Grant Rettke over at Wisdom and Wonder points to an interesting discussion on the Org mailing list about writing a book in Org mode. The thread starts with Vikas Rawal’s announcement of his book, Ending Malnutrition: from commitment to action and a thank you to the members of the list for their help in working out some of the technical details. The rest of the thread discusses some of the problems Rawal solved in the course of publishing the book, including working with non-Emacs-using coauthors. Vikas also linked to the org source for the book.

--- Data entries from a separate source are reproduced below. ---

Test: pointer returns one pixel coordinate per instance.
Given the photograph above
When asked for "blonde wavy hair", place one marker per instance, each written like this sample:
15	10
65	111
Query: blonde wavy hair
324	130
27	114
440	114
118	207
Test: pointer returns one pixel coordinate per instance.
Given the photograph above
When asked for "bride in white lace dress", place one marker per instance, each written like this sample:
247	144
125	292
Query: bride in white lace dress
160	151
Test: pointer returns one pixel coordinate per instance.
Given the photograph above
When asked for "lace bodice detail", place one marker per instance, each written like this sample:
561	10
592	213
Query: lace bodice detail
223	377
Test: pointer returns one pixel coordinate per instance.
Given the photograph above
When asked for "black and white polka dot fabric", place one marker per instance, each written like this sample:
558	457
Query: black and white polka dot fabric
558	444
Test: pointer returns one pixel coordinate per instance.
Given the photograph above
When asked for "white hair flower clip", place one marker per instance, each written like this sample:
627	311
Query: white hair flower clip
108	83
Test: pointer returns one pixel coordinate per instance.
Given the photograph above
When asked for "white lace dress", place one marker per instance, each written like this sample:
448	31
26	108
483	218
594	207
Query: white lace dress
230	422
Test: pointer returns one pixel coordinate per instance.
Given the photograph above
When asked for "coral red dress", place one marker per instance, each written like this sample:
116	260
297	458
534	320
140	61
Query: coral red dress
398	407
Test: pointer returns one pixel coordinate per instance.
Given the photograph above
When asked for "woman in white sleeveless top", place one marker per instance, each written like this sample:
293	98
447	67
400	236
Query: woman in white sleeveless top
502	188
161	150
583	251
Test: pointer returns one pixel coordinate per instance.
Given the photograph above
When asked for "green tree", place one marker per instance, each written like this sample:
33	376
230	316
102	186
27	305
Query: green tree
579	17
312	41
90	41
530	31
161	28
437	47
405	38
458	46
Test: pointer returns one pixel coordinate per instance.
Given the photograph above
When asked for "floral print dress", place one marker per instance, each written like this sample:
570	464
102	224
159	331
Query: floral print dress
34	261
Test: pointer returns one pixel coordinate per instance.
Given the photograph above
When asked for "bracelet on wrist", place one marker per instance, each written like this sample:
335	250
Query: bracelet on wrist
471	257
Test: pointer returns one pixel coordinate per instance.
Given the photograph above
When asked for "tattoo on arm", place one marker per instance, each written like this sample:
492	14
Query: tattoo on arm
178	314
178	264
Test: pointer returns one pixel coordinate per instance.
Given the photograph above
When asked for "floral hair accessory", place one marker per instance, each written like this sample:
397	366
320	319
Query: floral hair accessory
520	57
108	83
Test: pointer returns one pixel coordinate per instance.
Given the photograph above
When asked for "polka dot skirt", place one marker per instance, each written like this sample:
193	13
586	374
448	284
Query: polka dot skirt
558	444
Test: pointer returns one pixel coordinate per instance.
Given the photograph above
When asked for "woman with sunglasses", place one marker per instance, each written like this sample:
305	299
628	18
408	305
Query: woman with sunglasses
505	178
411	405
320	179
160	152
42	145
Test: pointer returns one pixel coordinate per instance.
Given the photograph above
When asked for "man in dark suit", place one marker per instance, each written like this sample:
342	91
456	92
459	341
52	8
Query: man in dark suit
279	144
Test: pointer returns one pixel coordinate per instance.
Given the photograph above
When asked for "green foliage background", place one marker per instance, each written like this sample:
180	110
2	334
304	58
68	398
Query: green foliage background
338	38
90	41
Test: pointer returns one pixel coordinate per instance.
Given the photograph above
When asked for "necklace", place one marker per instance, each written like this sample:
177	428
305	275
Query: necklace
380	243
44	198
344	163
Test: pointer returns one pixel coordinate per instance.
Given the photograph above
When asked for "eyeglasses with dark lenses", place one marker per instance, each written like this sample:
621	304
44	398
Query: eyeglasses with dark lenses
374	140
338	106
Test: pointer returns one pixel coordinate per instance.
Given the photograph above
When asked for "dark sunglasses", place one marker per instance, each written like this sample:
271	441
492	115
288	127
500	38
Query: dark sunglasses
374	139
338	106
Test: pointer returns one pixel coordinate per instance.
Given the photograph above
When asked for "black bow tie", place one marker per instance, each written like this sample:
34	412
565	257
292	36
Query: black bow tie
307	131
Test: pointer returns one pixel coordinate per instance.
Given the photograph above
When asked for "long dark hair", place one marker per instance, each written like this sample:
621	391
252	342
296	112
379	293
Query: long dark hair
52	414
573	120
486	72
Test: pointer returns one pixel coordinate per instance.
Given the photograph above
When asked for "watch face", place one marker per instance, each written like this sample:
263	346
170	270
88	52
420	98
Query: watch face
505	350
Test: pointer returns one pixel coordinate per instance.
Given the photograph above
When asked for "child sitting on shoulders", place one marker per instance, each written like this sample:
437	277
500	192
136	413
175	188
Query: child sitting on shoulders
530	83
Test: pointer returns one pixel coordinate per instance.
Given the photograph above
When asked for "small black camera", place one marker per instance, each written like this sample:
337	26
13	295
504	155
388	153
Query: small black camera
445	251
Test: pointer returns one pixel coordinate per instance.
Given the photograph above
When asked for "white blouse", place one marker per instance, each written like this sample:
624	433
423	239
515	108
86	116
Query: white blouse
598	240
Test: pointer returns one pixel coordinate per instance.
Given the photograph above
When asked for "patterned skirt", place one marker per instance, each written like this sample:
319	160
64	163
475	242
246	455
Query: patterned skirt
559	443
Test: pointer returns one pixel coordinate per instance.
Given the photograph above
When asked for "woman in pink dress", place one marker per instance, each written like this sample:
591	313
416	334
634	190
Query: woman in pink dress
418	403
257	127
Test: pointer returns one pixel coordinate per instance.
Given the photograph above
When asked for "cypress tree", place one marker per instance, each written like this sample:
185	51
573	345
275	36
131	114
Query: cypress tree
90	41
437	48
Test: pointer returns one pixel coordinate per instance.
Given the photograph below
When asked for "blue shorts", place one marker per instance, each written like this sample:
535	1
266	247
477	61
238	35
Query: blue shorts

This isn’t the first time Org mode has been used to write a book, of course, but the issue of its practicality has been discussed lately by Karl Voit and others so it’s convenient to have another example of a finished product. Voit complains that using LaTeX allows the author to tweak the output down to the micro level and thus produce a better final product. Vikas, John Kitchin, and other authors who’ve written in Org point out that you can embed LaTeX micro tweaks into the Org source file and bring to bear the power of Org Babel and reproducible research in preparing the manuscript.
If I were writing a strictly mathematical text with no empirical data, I might choose to use LaTeX/AUCTeX directly but if there were charts, graphs, or data calculations, I’d almost certainly choose to use Org for the manuscript, embedding any specialized LaTeX formatting directly in the source, using Babel for the calculations, diagrams, and graphs, and then export the result to LaTeX for use in producing the camera ready PDF.
The tools to do all this are available right now and they’re getting better all the time. For example, if you don’t like the Org exporter, you can use pandoc
to covert your Org to LaTeX. As John Kitchin continues to demonstrate, there is less and less reason to prepare scientific documents in anything but Org.